How we digitise millions of historic newspaper pages and make them searchable online
Our scanning team now works on-site at the British Library's state-of-the-art Newspaper Storage Building in Yorkshire, England
What do we digitise?
Because our scanning team is based within the British Library's newspaper storage facilities, we have extensive access to the collection. One benefit of being able to access the original bound volumes of newspapers and periodicals is that, unlike many other newspaper digitisation projects, we have been able to scan some of the rarest and most fragile newspapers in the collection. We have even scanned single pages more than two feet wide! As well as scanning from the original paper volumes, we also make use of the library's extensive microfilm collection to bring you more pages as quickly as we can.
Investment in processes and equipment = high quality images
We've made a significant investment in state of the art scanning equipment, including 5 huge A0 (allowing us to scan pages up to a square metre, or just over a square yard, in size) colour scanners. This means that whether we are working from the original paper or microfilm, our digital images are of incredibly high quality. We've also spent a lot of time in the past few years making our scanning process as efficient as possible, with frequent quality checkpoints throughout the whole process. This not only makes us faster, but it also means that we don't have to go back and rescan pages later.
Creating a searchable index of millions of newspaper pages
Once we have scanned the newspaper pages in Yorkshire, England, the images are moved to our operations centre in Dundee, Scotland. Here we use Optical Character Recognition (OCR) technology to "read" the pages and create a text version of what is on the page. This technology is developing all the time, and although it is far from perfect, we are constantly refining it to make sure that we can build as accurate an index of what is within the pages as we can.

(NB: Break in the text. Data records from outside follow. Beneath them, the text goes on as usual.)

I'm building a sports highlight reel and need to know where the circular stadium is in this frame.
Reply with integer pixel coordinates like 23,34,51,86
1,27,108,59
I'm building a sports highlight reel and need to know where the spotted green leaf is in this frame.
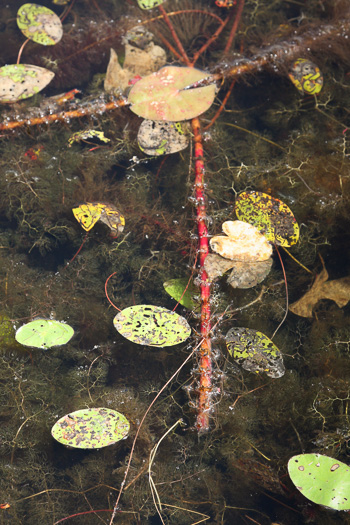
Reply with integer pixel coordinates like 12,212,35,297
17,3,63,46
113,305,191,347
163,278,198,310
15,319,74,349
235,191,299,247
51,407,130,449
226,327,285,378
138,120,188,156
0,64,55,103
288,454,350,510
288,59,323,95
128,66,216,121
137,0,163,9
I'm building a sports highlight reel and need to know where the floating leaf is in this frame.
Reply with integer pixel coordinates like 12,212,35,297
0,64,55,103
113,305,191,347
226,327,285,378
68,129,110,147
17,4,63,46
288,454,350,510
128,66,216,121
289,267,350,318
163,277,198,310
138,120,189,156
235,191,299,247
51,407,130,449
15,319,74,349
137,0,163,9
72,202,125,235
210,220,273,261
288,58,323,95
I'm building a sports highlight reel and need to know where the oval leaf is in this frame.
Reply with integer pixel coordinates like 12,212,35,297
113,305,191,347
288,454,350,510
288,58,323,95
163,277,198,310
15,319,74,349
0,64,55,103
128,66,216,121
235,191,299,247
17,3,63,46
138,120,189,156
226,327,285,378
51,407,130,449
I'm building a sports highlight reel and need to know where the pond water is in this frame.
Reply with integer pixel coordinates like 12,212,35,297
1,0,350,523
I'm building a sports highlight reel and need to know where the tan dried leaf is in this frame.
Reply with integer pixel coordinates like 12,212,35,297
210,220,272,261
289,268,350,317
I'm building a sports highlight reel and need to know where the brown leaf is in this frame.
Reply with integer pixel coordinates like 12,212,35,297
289,268,350,317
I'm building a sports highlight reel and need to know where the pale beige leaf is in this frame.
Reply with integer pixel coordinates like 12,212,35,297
210,220,272,261
289,268,350,317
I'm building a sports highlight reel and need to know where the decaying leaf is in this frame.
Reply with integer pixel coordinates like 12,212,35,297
138,120,189,156
68,129,110,147
204,253,236,281
104,34,166,94
17,3,63,46
289,268,350,318
227,258,273,289
210,221,272,261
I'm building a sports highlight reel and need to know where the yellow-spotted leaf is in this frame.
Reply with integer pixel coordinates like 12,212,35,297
51,407,130,449
137,0,163,9
113,305,191,347
17,4,63,46
235,191,299,247
128,66,216,121
288,58,323,95
68,129,110,147
0,64,55,103
226,327,285,378
72,202,125,235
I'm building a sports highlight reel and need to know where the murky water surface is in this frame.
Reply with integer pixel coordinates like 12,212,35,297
1,1,350,523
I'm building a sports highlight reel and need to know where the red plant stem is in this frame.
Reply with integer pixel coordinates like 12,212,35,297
0,97,129,132
190,11,231,67
158,5,191,66
191,117,212,433
203,78,236,131
223,0,245,55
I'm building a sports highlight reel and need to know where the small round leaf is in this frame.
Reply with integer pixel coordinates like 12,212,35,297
15,319,74,349
235,191,299,247
0,64,55,103
226,327,285,378
138,120,189,156
128,66,216,121
113,305,191,347
17,4,63,46
288,59,323,95
137,0,163,9
288,454,350,510
51,407,130,449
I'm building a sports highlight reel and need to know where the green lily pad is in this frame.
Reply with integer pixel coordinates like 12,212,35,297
51,407,130,449
17,3,63,46
128,66,216,121
163,277,198,310
138,120,189,156
137,0,163,8
235,191,299,247
113,305,191,347
226,327,285,378
15,319,74,349
288,454,350,510
0,64,55,103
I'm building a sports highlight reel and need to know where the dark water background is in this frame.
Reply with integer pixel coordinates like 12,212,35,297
1,0,350,523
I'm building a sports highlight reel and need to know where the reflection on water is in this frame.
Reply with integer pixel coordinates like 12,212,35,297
1,0,350,523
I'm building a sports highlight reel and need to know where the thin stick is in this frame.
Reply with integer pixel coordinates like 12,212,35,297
271,245,288,339
223,0,245,55
104,272,121,312
158,5,191,67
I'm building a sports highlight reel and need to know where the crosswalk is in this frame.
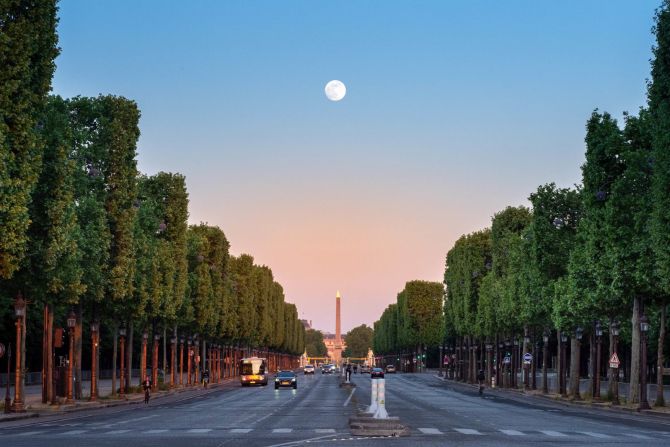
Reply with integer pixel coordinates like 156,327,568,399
415,427,670,440
0,427,346,437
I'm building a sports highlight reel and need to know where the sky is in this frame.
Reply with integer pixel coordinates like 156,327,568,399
53,0,658,333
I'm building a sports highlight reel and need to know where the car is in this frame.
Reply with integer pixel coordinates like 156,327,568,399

Once we have built a text index for each of the pages, this information is fed into our search system, allowing you to search billions of words within seconds. This is also the point at which the individual pages are assembled into individual newspapers, and then into entire year runs of newspapers, and the extra information about where and when the newspapers were published is added to the search system. We then break the images for each page down into a series of smaller images - this is so that we can offer a very fast "zooming" facility within the website, allowing you to zoom in and out of pages within seconds. After final quality checks, we can now publish the new pages online.